In den Grundlagen zum Schweizer Lehrplan 21 steht: «Der neue Lehrplan wird den Bildungsauftrag an die Schulen kompe­tenz­orientiert abfassen. Es wird beschrieben, was alle Schülerinnen und Schüler können müssen.» Was können Sie da da­gegen haben?
Viel. Zum Beispiel halte ich es für einen Grundfehler, Kompetenzen nur als Können zu definieren. Die Schulen sind nicht nur dazu da, Können zu erzeugen, sondern auch dazu, Wissen zu vermitteln.
Geschieht das in unseren Schulen nicht mehr?
Es steht zumindest nicht mehr explizit in den Lehrplänen. Wenn es noch geschieht, dann nur, weil sich Lehrer über den Lehrplan hinwegsetzen. Weiter soll die Schule meiner Meinung nach auch Wissen vermitteln, das sich nicht in Können überführen lassen muss. Gemäss den kompetenzorientierten Konzepten sollen die Schüler alles Lernen mit einer Tätigkeit unter Beweis stellen. Es gibt aber viele spannende Dinge, bei denen das nicht möglich oder sinnvoll ist.
Zum Beispiel?
Ich nahm im Juni an einer Tagung in Zürich teil. Da schwärmte ein Mitautor des Lehrplans 21 davon, dass die Schüler im Geschichtsunterricht nicht mehr sinnlos ­Jahreszahlen auswendig lernen müssten, sondern nun Einsichten aus der Geschichte in ihrer Lebenswelt anwenden könnten. Ich erlaubte mir die Frage: «Wie schaut es denn aus, wenn der Schüler die Französische ­Revolution in seiner Lebenswelt anwendet? Stellt er in seinem Garten eine Guillotine auf?» Es gibt doch historisches Wissen, das wir hier und jetzt nicht anwenden können. Vor zwanzig Jahren hätte jeder sagen können: «Warum muss ich wissen, wie die Krim zur Ukraine kam?» Jetzt müssen wir es wissen, um zu erklären, warum es dort Krieg gibt. Was heisst in diesem Fall «kompetenz­orientiert»? Es heisst gar nix.

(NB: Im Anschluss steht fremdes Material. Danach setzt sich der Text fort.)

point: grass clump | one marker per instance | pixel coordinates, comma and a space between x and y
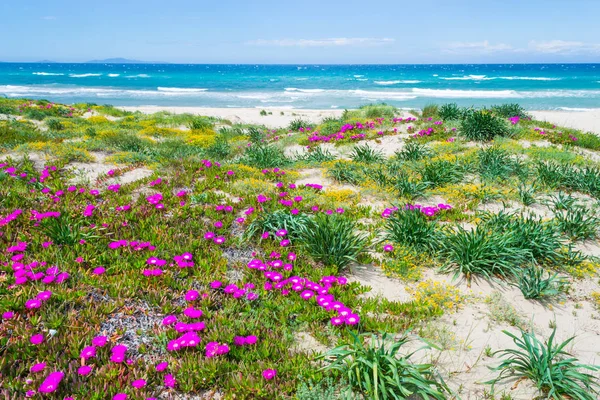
333, 240
556, 374
412, 228
483, 126
366, 154
378, 371
535, 283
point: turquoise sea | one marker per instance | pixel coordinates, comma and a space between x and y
535, 86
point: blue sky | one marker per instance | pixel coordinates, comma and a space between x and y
302, 31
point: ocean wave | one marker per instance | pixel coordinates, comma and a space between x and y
491, 78
305, 90
386, 83
83, 75
180, 90
46, 74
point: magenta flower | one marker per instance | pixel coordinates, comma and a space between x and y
51, 382
99, 341
37, 367
37, 339
138, 384
170, 380
84, 370
162, 366
269, 374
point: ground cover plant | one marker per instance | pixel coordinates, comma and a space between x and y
178, 256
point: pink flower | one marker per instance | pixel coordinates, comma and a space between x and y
269, 374
37, 339
162, 366
84, 370
99, 341
51, 382
37, 367
138, 384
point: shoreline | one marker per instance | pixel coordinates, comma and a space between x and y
587, 121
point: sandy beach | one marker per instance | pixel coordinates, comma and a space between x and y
588, 121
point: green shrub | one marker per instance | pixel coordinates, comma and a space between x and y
380, 372
509, 110
366, 154
265, 156
333, 240
483, 126
555, 373
450, 112
413, 151
411, 227
480, 252
535, 283
430, 111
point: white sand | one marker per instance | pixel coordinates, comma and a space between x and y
583, 120
588, 121
246, 115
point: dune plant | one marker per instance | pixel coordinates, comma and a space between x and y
375, 368
366, 154
441, 172
430, 111
556, 373
480, 252
333, 240
578, 223
411, 227
483, 126
265, 156
535, 283
509, 110
450, 112
413, 151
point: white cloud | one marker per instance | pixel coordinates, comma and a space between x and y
564, 47
477, 47
322, 42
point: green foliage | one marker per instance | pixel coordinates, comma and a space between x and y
382, 110
578, 223
480, 252
279, 219
333, 240
450, 112
298, 123
556, 373
535, 283
430, 111
265, 156
411, 227
414, 151
497, 164
380, 372
366, 154
316, 155
509, 110
441, 172
483, 126
54, 124
199, 123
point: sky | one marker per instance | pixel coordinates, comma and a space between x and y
302, 31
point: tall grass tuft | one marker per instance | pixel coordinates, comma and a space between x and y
483, 126
556, 374
333, 240
378, 371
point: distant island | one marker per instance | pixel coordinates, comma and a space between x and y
123, 61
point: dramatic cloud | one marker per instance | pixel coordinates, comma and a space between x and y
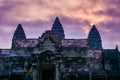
36, 16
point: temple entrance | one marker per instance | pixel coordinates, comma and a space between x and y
48, 74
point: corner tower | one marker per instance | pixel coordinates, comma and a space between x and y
57, 28
19, 33
94, 39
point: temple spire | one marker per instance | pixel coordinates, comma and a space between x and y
19, 33
57, 28
94, 38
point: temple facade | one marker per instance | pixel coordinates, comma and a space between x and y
53, 57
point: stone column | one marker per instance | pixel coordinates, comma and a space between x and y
57, 76
34, 71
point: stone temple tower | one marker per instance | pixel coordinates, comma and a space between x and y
19, 33
94, 39
57, 28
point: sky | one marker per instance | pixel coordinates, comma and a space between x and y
76, 16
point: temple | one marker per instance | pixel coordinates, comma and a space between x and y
51, 56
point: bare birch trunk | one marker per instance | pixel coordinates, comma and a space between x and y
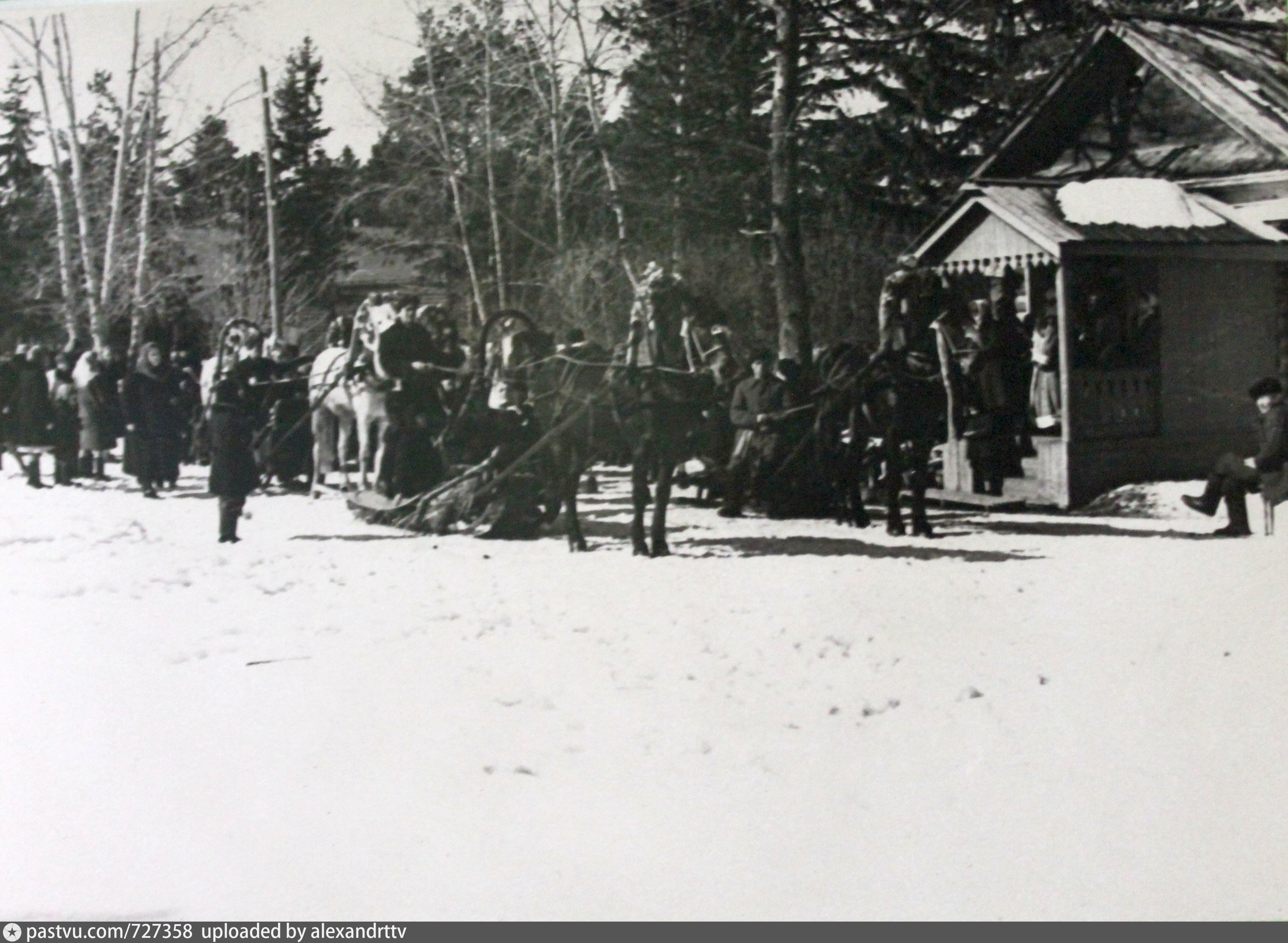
791, 294
141, 264
123, 146
66, 83
593, 110
71, 322
453, 180
499, 260
556, 130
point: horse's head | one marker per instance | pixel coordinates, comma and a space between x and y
664, 318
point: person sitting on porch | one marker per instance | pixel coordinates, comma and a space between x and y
1233, 478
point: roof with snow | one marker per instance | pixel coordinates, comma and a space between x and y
1008, 226
1222, 85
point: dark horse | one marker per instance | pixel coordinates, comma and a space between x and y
661, 398
887, 410
647, 399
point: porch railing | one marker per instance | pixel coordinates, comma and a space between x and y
1114, 405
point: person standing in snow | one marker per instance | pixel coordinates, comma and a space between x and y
1045, 354
753, 411
98, 402
65, 411
151, 416
234, 474
32, 417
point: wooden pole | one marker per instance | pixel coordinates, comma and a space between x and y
56, 180
791, 294
123, 150
141, 263
275, 312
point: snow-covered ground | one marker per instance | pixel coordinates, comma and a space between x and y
1028, 717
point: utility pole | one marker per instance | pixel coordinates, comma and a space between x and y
275, 312
791, 291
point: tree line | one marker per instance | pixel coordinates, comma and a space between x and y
777, 155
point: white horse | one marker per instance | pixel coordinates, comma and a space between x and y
343, 406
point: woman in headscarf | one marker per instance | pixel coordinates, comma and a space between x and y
62, 399
97, 376
150, 400
34, 420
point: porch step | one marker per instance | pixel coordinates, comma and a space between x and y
987, 502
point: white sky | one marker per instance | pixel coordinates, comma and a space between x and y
360, 42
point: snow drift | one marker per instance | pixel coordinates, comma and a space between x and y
1129, 201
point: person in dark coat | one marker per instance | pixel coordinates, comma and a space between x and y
66, 421
32, 416
284, 445
8, 399
100, 406
150, 400
753, 412
1234, 478
234, 474
407, 355
974, 359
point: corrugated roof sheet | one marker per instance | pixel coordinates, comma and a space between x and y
1241, 76
1035, 213
1037, 207
1237, 75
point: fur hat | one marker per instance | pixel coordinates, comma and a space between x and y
226, 393
1268, 386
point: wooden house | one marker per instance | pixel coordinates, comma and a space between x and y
1171, 283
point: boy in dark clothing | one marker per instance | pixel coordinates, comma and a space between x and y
1233, 478
753, 411
232, 464
66, 413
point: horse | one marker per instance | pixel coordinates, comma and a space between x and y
888, 410
346, 399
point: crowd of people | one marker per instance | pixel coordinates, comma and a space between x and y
1001, 366
145, 411
79, 408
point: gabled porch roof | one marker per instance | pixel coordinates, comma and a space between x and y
1001, 226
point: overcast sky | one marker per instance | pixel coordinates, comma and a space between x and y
360, 40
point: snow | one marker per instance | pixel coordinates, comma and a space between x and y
1032, 716
1134, 202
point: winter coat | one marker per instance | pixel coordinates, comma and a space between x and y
151, 406
1272, 460
8, 398
753, 398
232, 464
100, 403
65, 415
32, 416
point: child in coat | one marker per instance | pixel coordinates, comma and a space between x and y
66, 415
234, 474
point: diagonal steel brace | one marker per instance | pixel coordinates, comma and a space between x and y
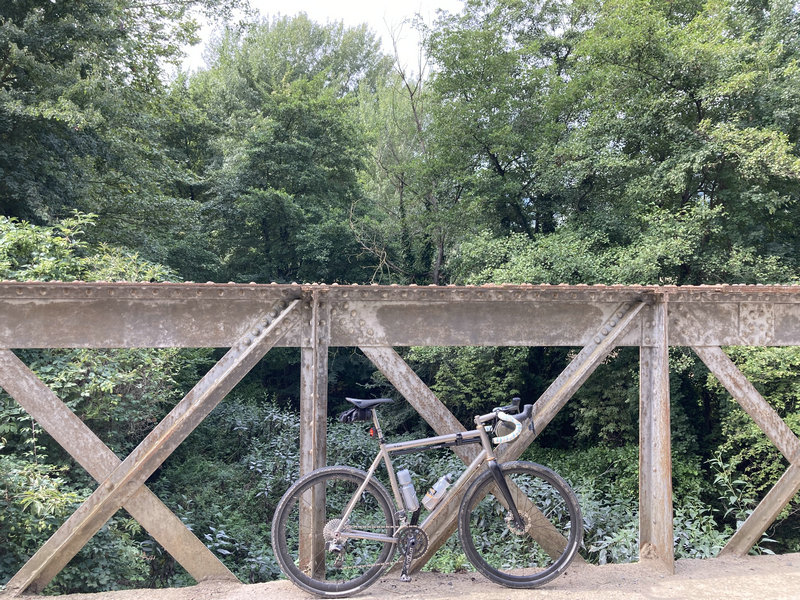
93, 455
125, 480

Bei den alten Römern hiess es: «Nicht für die Schule, sondern für das Leben lernen wir.»
Der Satz wird immer falsch zitiert, Seneca sagte: «Non vitae, sed scholae discimus.» (Nicht für das Leben, sondern für die Schule lernen wir.) Das war natürlich ironisch gemeint. Aber ich glaube tatsächlich, die Schule sollte auch ein Raum sein, wo man sich vom Leben zurückziehen kann – «scholé» hiess ursprünglich «Musse». Der Sinn von Kultur ist es gerade, Dinge zu lernen, die kein anstehendes Lebensproblem lösen müssen. Sie können den Satz des Pythagoras lernen, ohne später als Landvermesser zu arbeiten. Die beglückendsten Momente waren in meiner Schulzeit und sind es jetzt in meiner Lehrtätigkeit, mich in eine Sache vertiefen zu können, ohne immer an die Anwendung zu denken – und am Schluss zu merken: «Hoppla, das erklärt mir doch etwas, was mit mir zu tun hat.»
Heute kommt es doch nicht mehr darauf an, über Wissen zu verfügen, sondern darauf, es erarbeiten zu können.
Das war immer so, auch die gebildetsten Menschen konnten nie alles wissen. Jeder wusste: «Wenn ich etwas wissen will, muss ich in eine Bibliothek gehen.» Das begann in der Antike mit der Bibliothek von Alexandria – so alt ist dieses Konzept. Das Einzige, was sich geändert hat: Wir müssen nicht mehr ein Schiff nach Alexandria besteigen, sondern nur das Smartphone einschalten. Um mich in der Bibliothek orientieren zu können, musste ich aber etwas wissen. Und das gilt – sogar in höherem Mass – auch für das Internet.
Sie spotten, die Jungen könnten nicht einmal richtig googeln.
Ja, weil sie zu wenig wissen. Es kommt eben auch darauf an, was ich selber weiss. Selbst was ich wieder vergesse, hinterlässt Spuren in meiner Persönlichkeit.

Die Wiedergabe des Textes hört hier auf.